Mhelfrancovince regarded him with a cold stare. "Your Holiness," he drawled, the title dripping with irony, "I believe you wished to speak with us?"
The Pope swallowed thickly, his gaze darting between them—between the hulking figures of Netherward soldiers who flanked the square, between the still-burning ruins of his once-great city, and, finally, to me. He hesitated.
I bared my fangs in a lazy grin. "Oh, don't be shy, Your Holiness. Say what's on your mind. Is it a prayer for deliverance? A plea for mercy?" I paused, feigning deep thought. "Or perhaps an offer of surrender wrapped in the pitiful trappings of diplomacy?"
His lips quivered. "P-please," he whispered, "spare my people."

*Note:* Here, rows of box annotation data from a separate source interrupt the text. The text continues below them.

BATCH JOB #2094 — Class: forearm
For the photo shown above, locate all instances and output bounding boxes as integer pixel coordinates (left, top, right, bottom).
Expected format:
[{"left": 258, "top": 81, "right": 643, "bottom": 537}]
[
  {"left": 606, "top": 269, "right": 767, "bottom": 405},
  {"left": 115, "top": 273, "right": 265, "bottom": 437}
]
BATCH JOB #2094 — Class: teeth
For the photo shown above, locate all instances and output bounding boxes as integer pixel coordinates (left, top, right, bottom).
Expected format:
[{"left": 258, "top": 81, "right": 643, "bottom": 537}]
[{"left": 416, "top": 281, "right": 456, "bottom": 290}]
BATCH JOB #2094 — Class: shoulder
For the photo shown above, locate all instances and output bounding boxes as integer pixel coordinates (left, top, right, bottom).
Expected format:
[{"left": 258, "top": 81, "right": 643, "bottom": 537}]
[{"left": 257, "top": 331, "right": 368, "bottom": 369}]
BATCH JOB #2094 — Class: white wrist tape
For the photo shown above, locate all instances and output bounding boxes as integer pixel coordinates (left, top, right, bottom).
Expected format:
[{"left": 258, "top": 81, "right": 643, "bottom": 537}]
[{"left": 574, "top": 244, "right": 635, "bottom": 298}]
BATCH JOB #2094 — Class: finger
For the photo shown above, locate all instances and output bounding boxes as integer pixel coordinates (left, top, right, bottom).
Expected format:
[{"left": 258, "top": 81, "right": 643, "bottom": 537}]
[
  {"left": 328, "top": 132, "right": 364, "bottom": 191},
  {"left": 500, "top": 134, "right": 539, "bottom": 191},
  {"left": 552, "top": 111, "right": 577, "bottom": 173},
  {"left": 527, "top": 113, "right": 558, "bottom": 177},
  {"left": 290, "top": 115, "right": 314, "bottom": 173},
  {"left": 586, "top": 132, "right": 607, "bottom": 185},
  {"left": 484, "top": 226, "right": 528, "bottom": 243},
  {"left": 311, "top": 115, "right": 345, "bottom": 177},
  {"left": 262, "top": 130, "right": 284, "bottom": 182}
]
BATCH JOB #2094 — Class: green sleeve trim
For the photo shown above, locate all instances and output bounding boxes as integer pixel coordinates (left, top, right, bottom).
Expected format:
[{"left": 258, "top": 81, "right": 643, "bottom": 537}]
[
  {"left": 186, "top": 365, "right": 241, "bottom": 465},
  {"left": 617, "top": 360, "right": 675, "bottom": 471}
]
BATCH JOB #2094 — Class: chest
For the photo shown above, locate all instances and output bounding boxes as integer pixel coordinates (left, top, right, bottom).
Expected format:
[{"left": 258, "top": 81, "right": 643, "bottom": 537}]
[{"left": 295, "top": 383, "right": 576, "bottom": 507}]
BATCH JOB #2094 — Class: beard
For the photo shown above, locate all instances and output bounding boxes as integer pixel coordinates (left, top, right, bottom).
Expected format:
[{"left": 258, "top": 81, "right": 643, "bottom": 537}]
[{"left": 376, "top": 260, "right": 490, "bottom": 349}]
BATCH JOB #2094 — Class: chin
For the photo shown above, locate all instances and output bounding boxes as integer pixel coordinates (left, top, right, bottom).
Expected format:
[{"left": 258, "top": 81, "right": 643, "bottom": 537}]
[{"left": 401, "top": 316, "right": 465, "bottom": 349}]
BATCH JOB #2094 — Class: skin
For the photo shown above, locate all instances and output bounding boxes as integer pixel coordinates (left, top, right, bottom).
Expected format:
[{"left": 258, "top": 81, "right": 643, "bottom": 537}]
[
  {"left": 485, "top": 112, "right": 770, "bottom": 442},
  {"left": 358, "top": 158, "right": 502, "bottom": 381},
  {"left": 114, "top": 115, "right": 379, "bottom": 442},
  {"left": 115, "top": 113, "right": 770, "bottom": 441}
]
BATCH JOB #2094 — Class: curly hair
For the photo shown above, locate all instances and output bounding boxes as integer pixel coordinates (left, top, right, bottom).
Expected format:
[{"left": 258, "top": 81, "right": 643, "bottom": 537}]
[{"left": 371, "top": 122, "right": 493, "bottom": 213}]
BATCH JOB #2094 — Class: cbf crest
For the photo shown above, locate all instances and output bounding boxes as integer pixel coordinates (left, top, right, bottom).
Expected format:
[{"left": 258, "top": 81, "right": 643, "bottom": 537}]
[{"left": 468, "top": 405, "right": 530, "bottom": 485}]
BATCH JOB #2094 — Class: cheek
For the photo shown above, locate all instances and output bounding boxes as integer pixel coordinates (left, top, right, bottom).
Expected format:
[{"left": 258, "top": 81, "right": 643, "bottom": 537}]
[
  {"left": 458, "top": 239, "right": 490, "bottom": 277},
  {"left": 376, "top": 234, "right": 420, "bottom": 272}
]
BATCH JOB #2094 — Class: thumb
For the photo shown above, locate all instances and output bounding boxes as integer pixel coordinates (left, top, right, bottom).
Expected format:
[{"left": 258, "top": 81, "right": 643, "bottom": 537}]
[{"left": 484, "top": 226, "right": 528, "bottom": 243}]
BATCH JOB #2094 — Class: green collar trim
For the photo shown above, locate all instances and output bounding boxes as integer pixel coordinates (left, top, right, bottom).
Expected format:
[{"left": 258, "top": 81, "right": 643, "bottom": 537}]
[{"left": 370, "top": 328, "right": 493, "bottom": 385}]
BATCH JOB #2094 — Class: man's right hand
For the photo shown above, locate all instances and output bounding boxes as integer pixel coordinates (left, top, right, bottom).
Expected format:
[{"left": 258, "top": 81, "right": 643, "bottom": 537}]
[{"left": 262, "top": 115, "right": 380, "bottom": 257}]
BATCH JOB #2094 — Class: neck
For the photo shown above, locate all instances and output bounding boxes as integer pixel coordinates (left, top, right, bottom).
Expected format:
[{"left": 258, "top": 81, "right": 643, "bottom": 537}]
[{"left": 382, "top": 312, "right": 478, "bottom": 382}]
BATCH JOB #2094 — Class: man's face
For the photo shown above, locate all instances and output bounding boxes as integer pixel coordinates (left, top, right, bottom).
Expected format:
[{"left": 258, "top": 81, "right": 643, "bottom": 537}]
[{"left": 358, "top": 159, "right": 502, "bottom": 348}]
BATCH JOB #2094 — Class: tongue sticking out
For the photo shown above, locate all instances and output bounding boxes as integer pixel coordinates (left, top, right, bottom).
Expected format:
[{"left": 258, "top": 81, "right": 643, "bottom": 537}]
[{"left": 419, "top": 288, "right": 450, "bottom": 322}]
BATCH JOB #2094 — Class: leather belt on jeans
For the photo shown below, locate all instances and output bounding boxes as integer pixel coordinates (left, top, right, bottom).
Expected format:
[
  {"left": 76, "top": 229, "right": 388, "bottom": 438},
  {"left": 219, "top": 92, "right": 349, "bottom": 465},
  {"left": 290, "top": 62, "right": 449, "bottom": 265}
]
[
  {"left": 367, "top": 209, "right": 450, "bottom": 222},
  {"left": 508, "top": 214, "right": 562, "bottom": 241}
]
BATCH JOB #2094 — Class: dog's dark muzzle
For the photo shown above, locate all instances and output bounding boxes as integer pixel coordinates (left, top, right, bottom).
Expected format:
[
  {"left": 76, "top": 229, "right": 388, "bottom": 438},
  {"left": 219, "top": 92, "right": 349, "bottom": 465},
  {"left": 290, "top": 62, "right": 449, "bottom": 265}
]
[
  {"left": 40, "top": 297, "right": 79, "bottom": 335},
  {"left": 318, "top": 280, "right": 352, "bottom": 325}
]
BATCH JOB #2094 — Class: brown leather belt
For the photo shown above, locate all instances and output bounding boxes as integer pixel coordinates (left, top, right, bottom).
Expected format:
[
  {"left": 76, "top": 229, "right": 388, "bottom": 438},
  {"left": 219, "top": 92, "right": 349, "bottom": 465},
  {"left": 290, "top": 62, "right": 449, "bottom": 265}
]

Nikkimae tilted her head. "Oh? Now you care about them?"
The Pope flinched, wringing his hands. "I was deceived! The gods—"
"Ah, yes," I interrupted, leaping down to land gracefully before him. "The gods. Mysterious creatures, aren't they? So quick to accept praise. So terribly slow to return calls for help." I gave him a pitying look. "They're either profoundly deaf or they simply don't like you."
He looked at me as if I were the devil himself. Honestly, I was flattered.
Mhelfrancovince exhaled slowly. "We don't have all day, Your Holiness. What do you offer?"
The Pope clasped his hands together, desperate. "My full cooperation," he rasped. "Arunafeltz is yours. The temples, the wealth, the archives—all of it. Just… just let my people live."
A weighty silence followed. The crackling fires provided the only response for a long moment.
Finally, Nikkimae spoke, her voice low and amused. "You really thought you had a choice in this, didn't you?"
I chuckled, flicking my tail. "Ah, humans. Always bargaining when they've already lost the game."
The Pope's face crumpled in despair.
And I? Well, I simply purred. The age of faith had ended. The age of war had just begun.